Compute dendrograms. Necessary to maintain the package format.

Parameters:
periodic_bounds : bool or list, optional

Enable when the data is periodic in the spatial dimensions. Passing a two-element list can be used to individually set how the boundaries are treated for the datasets.

verbose : optional, bool

Enable plotting of results.

save_name : str,optional

Save the figure when a file name is given.

show_progress : optional, bool

Enables progress bars while making the dendrogram.

dendro_obj : Dendrogram, optional

Pass a pre-computed dendrogram object. MUST have min_delta set at or below the smallest value in`~Dendro_Statistics.min_deltas`.

save_results : bool, optional

Save the statistic results as a pickle file. See save_results.

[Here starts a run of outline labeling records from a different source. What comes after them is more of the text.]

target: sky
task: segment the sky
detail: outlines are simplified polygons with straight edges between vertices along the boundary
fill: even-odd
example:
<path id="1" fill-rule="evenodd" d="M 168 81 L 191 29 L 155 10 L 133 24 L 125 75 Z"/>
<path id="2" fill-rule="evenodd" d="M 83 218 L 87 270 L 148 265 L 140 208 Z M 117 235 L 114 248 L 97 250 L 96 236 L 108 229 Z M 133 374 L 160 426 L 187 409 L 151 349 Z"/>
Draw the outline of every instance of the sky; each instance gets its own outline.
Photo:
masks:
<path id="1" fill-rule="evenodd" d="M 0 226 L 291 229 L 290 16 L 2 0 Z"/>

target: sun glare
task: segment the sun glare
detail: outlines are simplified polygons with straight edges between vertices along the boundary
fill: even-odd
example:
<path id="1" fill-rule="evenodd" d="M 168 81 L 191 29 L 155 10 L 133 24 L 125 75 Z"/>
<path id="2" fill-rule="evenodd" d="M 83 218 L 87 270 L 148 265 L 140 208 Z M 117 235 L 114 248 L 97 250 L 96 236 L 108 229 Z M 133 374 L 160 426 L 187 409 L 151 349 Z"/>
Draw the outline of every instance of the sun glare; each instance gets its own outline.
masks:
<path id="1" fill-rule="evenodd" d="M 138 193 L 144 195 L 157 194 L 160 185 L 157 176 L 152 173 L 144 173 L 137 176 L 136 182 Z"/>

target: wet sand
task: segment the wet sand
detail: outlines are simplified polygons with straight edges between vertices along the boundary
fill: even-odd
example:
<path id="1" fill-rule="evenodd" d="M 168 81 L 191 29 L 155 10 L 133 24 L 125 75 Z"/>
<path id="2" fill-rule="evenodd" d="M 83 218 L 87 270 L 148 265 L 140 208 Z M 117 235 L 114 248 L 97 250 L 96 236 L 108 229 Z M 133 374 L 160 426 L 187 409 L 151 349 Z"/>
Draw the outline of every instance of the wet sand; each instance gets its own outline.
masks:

output_name : str, optional

Filename used when save_results is enabled. Must be given when saving.

fit_kwargs : dict, optional

Passed to fit_numfeat.

make_hists : bool, optional

Enable computing histograms.

hist_kwargs : dict, optional

Passed to make_hists.

save_results(self, output_name, keep_data=False) [edit on github]

Save the results of the SCF to avoid re-computing. The pickled file will not include the data cube by default.

Parameters:
output_name : str

Name of the outputted pickle file.

keep_data : bool, optional

Save the data cube in the pickle file when enabled.